Room 6C/6E NMR Analysis of Heparin Hydroxyl and Sulfamate Protons

Friday, October 12, 2012: 8:00 PM
6C/6E (WSCC)
Consuelo Beecher , University of California, Riverside, Riverside, CA
Derek Langeslay , University of California, Riverside, Riverside
Robert Young , University of California, Riverside, Riverside
Szabolcs Beni, PhD , Semmelweis University, Budapest, Hungary
Leonard Mueller, PhD , University of California, Riverside, Riverside
Cynthia Larive, PhD , University of California, Riverside, Riverside, CA
Heparin is a long, unbranched, anionic polysaccharide whose basic structure consists of a repeating disaccharide of uronic acid and glucosamine.  Microheterogeneity is introduced during biosynthesis as various patterns of sulfonation and uronic acid epimerization.  Heparin is used pharmaceutically as an anticoagulant through binding of a specific pentasaccharide sequence to the protease inhibitor, antithrombin III.  Heparin has also been shown to bind to more than 300 proteins mediating a wide variety of biological and disease processes.  In order to study the role of heparin's microstructure in protein binding, it is first depolymerized, producing oligosaccharides of various lengths, which can then be purified chromatographically and characterized by NMR and mass spectrometry.

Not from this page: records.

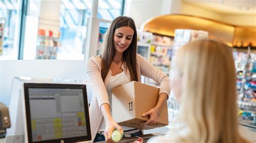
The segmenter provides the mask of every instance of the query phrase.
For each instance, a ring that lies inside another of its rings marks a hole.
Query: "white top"
[[[118,86],[125,84],[130,82],[129,79],[125,75],[124,71],[120,74],[118,74],[114,76],[112,76],[110,77],[109,84],[107,87],[107,94],[109,95],[109,103],[110,104],[111,109],[110,112],[112,114],[112,89],[113,88],[117,87]],[[100,123],[100,125],[99,126],[99,131],[104,131],[105,128],[106,127],[106,124],[105,123],[105,120],[103,119],[102,120]],[[121,126],[123,131],[127,131],[130,130],[134,129],[134,128],[127,127]]]

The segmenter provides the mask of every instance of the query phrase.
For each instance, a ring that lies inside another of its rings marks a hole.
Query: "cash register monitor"
[[[91,140],[85,85],[24,83],[24,88],[29,142]]]

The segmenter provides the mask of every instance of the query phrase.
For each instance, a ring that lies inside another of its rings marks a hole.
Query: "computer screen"
[[[24,83],[29,142],[90,140],[85,85]]]

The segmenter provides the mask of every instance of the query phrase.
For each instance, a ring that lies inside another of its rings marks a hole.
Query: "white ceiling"
[[[256,15],[256,0],[183,0],[225,14]]]

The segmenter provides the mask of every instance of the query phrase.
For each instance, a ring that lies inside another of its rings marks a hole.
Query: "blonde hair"
[[[185,125],[173,134],[174,141],[246,142],[238,131],[236,75],[231,51],[224,44],[200,40],[177,52],[176,65],[183,83],[179,117]]]

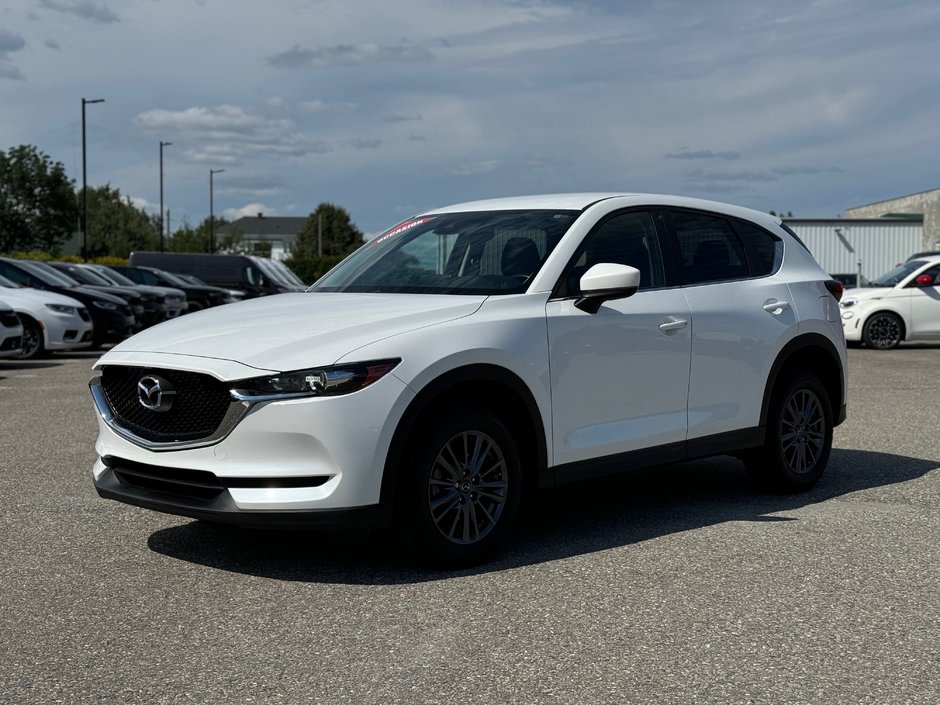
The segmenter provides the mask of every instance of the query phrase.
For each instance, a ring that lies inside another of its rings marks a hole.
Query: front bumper
[[[126,476],[122,477],[114,469],[103,463],[102,466],[101,474],[95,478],[95,490],[101,497],[193,519],[283,529],[368,528],[387,525],[391,519],[390,508],[378,504],[348,509],[243,509],[226,489],[211,497],[164,491],[158,489],[159,485],[147,487],[128,481]]]
[[[352,394],[256,402],[211,441],[148,447],[115,429],[96,395],[95,486],[128,504],[236,524],[331,523],[324,512],[347,510],[381,514],[388,448],[411,399],[405,384],[386,375]]]
[[[842,309],[842,333],[849,342],[858,342],[862,339],[862,328],[865,321],[864,315],[859,315],[860,311],[854,309]]]

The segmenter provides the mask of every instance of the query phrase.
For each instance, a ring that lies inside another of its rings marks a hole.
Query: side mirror
[[[640,270],[626,264],[601,262],[581,277],[581,297],[574,305],[587,313],[597,313],[601,304],[633,296],[640,288]]]

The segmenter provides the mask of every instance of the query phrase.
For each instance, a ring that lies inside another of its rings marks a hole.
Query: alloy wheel
[[[795,473],[813,470],[826,440],[826,417],[819,397],[809,389],[796,390],[780,418],[783,460]]]
[[[506,506],[509,471],[503,451],[480,431],[463,431],[441,448],[428,482],[428,506],[450,542],[472,544],[489,534]]]

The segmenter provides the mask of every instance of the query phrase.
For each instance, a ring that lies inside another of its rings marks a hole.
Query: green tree
[[[0,252],[53,250],[77,225],[75,188],[61,162],[32,145],[0,150]]]
[[[320,254],[321,246],[325,257],[345,256],[362,243],[362,231],[353,225],[345,208],[321,203],[297,233],[291,256],[296,260],[311,259]]]
[[[81,203],[81,189],[77,195]],[[155,216],[121,196],[110,184],[88,189],[88,257],[127,257],[160,247]]]

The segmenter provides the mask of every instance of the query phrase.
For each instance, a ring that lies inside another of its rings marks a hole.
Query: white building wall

This work will demonstrate the use of the heparin hydroxyl and sulfamate (NHSO3-) protons to provide new information about the solution structure of heparin oligosaccharides.  Because these protons exchange with water, their solvent exchange rates can provide information about hydrogen bonding in heparin.  Measuring 1H NMR chemical shifts as a function of temperature gives temperature coefficients; smaller temperature coefficients indicate protection from exchange with the solvent, usually in the form of a hydrogen bond.  We have demonstrated that the sulfamate NH in the internal N-sulfoglucosamine residue of Arixtra, a synthetic pentasaccharide that mimics the antithrombin III binding sequence, is involved in a hydrogen bond to the adjacent 3-O-sulfo group which is crucial for its antithrombin activity. Molecular dynamics simulations also suggest the presence of a hydrogen bond involving the glucuronic acid C3-OH.  NMR experiments are underway to explore this possibility experimentally.